Die Defensor Group AB hat einen Vertrag über eine Investition in die Zulu Marine AB im Rahmen einer gezielten Neuemission unterzeichnet. Mit dieser Transaktion wird Defensor Mehrheitsaktionär des Unternehmens, mit der Möglichkeit, den Anteil weiter zu erhöhen – dies geht aus einer Pressemitteilung der Unternehmen hervor.

Zulu Marine entwickelt Boote für den professionellen Einsatz, mit Schwerpunkt auf Behörden und Betrieb in anspruchsvollen Umgebungen. Das Unternehmen produziert in Schweden und liefert unter anderem Boote an die Wasserpolizei der schwedischen Polizeibehörde. Den Unternehmen zufolge soll die Investition zur Steigerung der Produktionskapazität sowie zur Entwicklung neuer Bootsmodelle und -konzepte genutzt werden. Die Entwicklungsarbeit soll weiterhin auf den Anforderungen der Behördennutzer hinsichtlich Leistung, Ausdauer und Betriebssicherheit basieren.

Max Jägerbring, Geschäftsführer von Defensor, sieht den Vertrag als Möglichkeit, Defensors Präsenz im maritimen Bereich zu stärken, und verweist auf die Chancen einer vertieften Zusammenarbeit mit Zulu Marine.
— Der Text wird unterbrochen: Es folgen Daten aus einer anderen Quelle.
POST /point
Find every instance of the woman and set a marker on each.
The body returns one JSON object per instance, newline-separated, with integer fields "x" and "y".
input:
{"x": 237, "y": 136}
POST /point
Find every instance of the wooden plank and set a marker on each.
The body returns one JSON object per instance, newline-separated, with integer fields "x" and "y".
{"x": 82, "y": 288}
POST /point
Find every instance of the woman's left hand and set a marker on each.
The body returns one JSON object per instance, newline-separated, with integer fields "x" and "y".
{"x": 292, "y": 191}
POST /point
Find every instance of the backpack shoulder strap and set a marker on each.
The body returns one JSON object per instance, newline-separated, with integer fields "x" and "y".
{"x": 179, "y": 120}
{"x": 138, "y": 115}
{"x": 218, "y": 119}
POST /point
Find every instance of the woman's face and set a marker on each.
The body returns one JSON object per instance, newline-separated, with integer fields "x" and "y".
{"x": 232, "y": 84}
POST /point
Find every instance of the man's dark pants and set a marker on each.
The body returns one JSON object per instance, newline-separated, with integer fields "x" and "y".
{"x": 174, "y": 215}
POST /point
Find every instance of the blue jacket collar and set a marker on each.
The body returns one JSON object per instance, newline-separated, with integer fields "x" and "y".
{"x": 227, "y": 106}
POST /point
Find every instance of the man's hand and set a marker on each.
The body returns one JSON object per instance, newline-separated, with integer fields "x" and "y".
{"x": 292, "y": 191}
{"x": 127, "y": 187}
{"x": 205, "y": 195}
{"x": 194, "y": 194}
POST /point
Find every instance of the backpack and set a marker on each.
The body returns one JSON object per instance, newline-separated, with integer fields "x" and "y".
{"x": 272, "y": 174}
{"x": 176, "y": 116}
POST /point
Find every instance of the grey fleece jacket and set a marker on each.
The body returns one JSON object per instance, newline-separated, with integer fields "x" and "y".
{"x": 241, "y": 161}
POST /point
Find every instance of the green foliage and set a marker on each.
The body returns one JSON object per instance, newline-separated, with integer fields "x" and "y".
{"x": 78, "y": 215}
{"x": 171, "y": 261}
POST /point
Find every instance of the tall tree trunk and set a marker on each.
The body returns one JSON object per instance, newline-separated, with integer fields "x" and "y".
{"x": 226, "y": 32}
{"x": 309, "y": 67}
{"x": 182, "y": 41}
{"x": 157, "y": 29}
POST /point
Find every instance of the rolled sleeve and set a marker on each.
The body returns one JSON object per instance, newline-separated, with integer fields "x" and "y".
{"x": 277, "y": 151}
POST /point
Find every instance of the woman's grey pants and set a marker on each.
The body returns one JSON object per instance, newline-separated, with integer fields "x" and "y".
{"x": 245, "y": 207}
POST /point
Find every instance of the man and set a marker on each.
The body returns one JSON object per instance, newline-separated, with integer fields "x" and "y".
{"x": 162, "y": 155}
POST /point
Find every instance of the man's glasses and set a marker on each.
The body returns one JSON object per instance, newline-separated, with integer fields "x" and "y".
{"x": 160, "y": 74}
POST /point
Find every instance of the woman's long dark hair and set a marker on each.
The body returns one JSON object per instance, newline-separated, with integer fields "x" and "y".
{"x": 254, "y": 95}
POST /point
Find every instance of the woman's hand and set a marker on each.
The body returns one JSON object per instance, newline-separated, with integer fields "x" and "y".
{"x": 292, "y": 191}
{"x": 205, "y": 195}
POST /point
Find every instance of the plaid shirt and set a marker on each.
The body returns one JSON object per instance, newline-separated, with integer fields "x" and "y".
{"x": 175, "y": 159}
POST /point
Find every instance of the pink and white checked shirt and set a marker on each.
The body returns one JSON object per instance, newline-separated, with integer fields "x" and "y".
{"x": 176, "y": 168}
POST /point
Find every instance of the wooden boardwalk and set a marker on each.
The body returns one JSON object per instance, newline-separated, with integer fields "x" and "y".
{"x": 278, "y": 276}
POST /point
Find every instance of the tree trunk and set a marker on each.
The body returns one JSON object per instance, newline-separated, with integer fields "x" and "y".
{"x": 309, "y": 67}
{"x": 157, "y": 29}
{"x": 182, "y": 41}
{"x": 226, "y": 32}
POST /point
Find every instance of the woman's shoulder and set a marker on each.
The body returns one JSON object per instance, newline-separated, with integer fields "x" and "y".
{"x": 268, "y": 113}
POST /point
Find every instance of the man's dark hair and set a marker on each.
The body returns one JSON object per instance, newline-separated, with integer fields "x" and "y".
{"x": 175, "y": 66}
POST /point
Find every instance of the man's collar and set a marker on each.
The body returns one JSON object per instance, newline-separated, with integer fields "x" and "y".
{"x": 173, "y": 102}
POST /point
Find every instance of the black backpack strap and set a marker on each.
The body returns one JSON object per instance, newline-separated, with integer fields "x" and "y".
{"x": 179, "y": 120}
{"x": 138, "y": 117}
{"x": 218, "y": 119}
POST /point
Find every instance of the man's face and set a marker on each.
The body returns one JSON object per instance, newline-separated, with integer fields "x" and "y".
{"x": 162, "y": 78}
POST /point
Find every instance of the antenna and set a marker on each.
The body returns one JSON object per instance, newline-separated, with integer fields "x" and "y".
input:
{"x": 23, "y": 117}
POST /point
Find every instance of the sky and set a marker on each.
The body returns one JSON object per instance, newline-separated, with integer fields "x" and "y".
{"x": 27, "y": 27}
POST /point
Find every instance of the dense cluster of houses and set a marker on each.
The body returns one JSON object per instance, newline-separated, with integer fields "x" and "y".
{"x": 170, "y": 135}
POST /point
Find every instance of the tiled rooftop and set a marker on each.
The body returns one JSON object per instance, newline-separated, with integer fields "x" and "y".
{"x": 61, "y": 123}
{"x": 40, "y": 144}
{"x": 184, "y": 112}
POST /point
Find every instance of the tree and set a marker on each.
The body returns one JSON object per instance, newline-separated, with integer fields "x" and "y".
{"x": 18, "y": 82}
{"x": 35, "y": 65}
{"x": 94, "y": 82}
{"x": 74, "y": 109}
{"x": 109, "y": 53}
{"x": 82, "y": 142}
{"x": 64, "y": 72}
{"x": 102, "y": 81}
– Zulu Marine ist ein klares Beispiel dafür, was erreicht werden kann, wenn echte Bedürfnisse auf tiefes technisches Verständnis und unternehmerische Innovation treffen. Das Unternehmen hat in kurzer Zeit ein Produktportfolio aufgebaut, dessen operative Eigenschaften in mehrfacher Hinsicht ohne direkte Entsprechung sind. Die Investition stärkt Defensors Präsenz und Kompetenz im maritimen Bereich. Gemeinsam mit Zulu Marine sehen wir Möglichkeiten, auf operative Bedürfnisse zugeschnittene Lösungen zu entwickeln, unter anderem durch die Integration von Sensoren und anderen Systemen, sagt Max Jägerbring, Geschäftsführer von Defensor.

Rickard Källqwist, Gründer von Zulu Marine, gibt an, dass die Investition dem Unternehmen die Möglichkeit gibt, den Betrieb zu skalieren.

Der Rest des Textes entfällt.